EEOC Files Suit Against Two Employers for Use of Criminal Background Checks



The U.S. Equal Employment Opportunity Commission (EEOC) has alleged that a BMW manufacturing facility in South Carolina and the discount retailer Dollar General violated Title VII of the Civil Rights Act by implementing and utilizing a criminal background policy that resulted in employees being fired and others being screened out for employment, according to two lawsuits filed on June 11.


In the suit against BMW, the EEOC alleges that BMW disproportionately screened out African Americans from jobs using a policy that is neither job-related nor consistent with business necessity. The claimants were employees of UTi Integrated Logistics Inc. (UTi), which provided logistic services, including warehouse and distribution assistance, transportation services and manufacturing support, to the BMW facility.


Since 1994, BMW has had a criminal conviction policy that denies facility access to BMW employees and employees of contractors with certain criminal convictions. However, when UTi assigned the claimants to work at the BMW facility, UTi screened the employees according to UTi's criminal conviction policy. UTi's criminal background check limited review to convictions within the prior seven years. BMW's policy has no time limit with regard to convictions. The policy is a blanket exclusion without any individualized assessment of the nature and gravity of the crimes, the ages of the convictions or the nature of the claimants' respective positions.


UTi ended its contract with BMW in 2008. During a transitional period, UTi employees were informed of the need to re-apply with the new contractor to retain their positions in the BMW warehouse. As part of the application process, BMW directed the new contractor to perform new criminal background checks on every current UTi employee applying for transition of employment. The new contractor subsequently discovered that several UTi employees had criminal convictions in violation of BMW's criminal conviction policy. As a result, those employees were told that they no longer met the criteria for working at the BMW facility and were subsequently terminated and denied rehire as employees of the new contractor, despite the fact that many of the employees had worked at the BMW facility for years.

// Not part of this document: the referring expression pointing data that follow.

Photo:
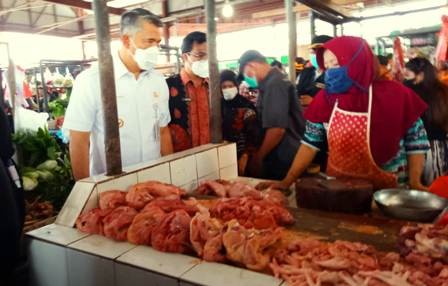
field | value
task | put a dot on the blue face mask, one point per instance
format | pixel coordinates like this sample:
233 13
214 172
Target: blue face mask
251 81
313 60
337 80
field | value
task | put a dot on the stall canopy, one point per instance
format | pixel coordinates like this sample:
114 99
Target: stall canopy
74 18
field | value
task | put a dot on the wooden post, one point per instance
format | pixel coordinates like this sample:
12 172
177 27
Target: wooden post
292 27
11 81
108 95
214 83
313 24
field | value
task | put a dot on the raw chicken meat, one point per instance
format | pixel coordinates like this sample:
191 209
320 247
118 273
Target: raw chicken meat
173 233
138 197
92 221
250 212
216 188
274 196
144 223
141 194
112 199
238 190
206 237
170 205
430 240
250 247
117 222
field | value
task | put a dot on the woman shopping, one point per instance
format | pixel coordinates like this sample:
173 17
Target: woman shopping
421 77
370 128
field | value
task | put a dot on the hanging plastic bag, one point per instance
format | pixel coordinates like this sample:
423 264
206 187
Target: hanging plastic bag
25 119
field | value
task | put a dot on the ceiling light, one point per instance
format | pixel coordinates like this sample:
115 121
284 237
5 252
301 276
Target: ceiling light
227 10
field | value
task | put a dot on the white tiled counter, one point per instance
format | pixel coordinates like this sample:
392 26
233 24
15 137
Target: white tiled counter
60 255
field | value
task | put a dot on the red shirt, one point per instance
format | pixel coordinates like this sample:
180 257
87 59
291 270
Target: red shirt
189 107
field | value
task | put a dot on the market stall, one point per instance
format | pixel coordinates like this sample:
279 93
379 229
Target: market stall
60 254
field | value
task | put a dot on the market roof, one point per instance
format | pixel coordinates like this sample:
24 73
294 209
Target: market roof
74 17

In Illinois, the Chicago office of the EEOC filed a nationwide lawsuit based on discrimination charges filed by two rejected black applicants. That lawsuit charges that Dollar General conditions all of its job offers on criminal background checks, which results in a disparate impact against blacks. According to the EEOC, one of the applicants who had filed a charge with EEOC was given a conditional employment offer, although she had disclosed a six-year-old conviction for possession of a controlled substance. Her application also showed that she had previously worked for another discount retailer as a cashier-stocker for four years. Nevertheless, her job offer was allegedly revoked because Dollar General's practice was to use her type of conviction as a disqualification factor for 10 years.


The other applicant who filed an EEOC charge was fired by Dollar General although, according to the EEOC, the conviction records check report about her was wrong—she did not have the felony conviction attributed to her. The EEOC said that although she advised the Dollar General store manager of the mistake in the report, the company did not reverse its decision and her firing stood.


Both lawsuits were brought under Title VII of the Civil Rights Act of 1964, which prohibits discrimination on the basis of race and national origin as well as retaliation.